Creativity and playfulness are other mental states too, ones which are often not so common. Outside arts, they don’t much feature in our daily life. There is little play in going to the gym. Some parkour people, I think back fondly to gatherings I have been to, are good at silly games and child play, whether it’s messing around with a stick or play fighting or some other nonsense.

Parkour also has a lot of similarity with the mental state of meditation and yoga: mental stillness, awareness of and presence in our bodies, awareness of and reflection on our emotions and on our breathing. People who don’t know parkour often think it to be about adrenaline and danger, but it is much more like yoga in mindset. Of course, it depends who is doing it: teenage boys or young men filming themselves doing impressive moves will have much more in common with skateboards, but for me its much more like a yoga practice.
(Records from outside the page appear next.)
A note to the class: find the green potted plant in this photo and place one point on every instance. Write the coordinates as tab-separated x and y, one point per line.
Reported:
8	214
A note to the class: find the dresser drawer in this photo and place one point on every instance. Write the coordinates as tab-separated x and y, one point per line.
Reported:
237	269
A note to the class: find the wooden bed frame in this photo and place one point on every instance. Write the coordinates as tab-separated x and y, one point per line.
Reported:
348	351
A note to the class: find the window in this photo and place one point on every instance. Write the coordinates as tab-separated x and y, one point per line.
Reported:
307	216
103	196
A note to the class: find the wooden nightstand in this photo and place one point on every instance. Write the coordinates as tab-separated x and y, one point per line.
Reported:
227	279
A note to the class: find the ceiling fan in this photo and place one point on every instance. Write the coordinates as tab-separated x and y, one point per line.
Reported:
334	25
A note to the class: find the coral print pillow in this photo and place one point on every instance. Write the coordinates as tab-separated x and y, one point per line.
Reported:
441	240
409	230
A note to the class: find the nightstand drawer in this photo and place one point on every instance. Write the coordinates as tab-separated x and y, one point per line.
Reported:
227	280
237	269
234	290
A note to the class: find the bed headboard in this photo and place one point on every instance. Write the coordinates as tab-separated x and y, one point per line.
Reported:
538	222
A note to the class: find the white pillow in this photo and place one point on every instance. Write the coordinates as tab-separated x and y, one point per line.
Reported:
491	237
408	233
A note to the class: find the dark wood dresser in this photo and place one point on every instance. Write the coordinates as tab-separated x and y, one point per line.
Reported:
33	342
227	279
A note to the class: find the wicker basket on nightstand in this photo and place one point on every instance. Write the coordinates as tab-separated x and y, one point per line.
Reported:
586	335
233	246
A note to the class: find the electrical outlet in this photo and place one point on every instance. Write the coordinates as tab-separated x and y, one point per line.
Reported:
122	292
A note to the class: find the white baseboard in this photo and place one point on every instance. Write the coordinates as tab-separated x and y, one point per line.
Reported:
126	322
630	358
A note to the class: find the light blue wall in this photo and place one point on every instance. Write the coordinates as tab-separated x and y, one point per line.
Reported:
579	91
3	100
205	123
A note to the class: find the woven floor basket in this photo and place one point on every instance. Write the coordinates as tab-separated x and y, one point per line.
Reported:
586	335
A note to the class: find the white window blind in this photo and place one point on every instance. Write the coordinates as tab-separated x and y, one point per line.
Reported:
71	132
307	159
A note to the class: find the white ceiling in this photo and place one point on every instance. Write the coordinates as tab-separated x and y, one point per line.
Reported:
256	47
So, parkour has this huge variety and richness in the discipline, offering much more than most other sports do. The mental aspects are what really set it apart to me, more than just ‘movement training’ that has lots of movement in its scope. Partly, this is just that it has a broad scope: any sort of movement with (urban) obstacles is parkour. Partly, this is because it is still more in its infancy. In a particular parkour school or academy, only a fraction of the possible breadth I’ve described here will be present. And most practitioners don’t only do parkour: putting aside the fluidity around the edges or what is and isn’t parkour, many do climbing, weight training, martial arts, running, yoga, acrobatics and dance as well. But still: this is a lot for one sport to offer.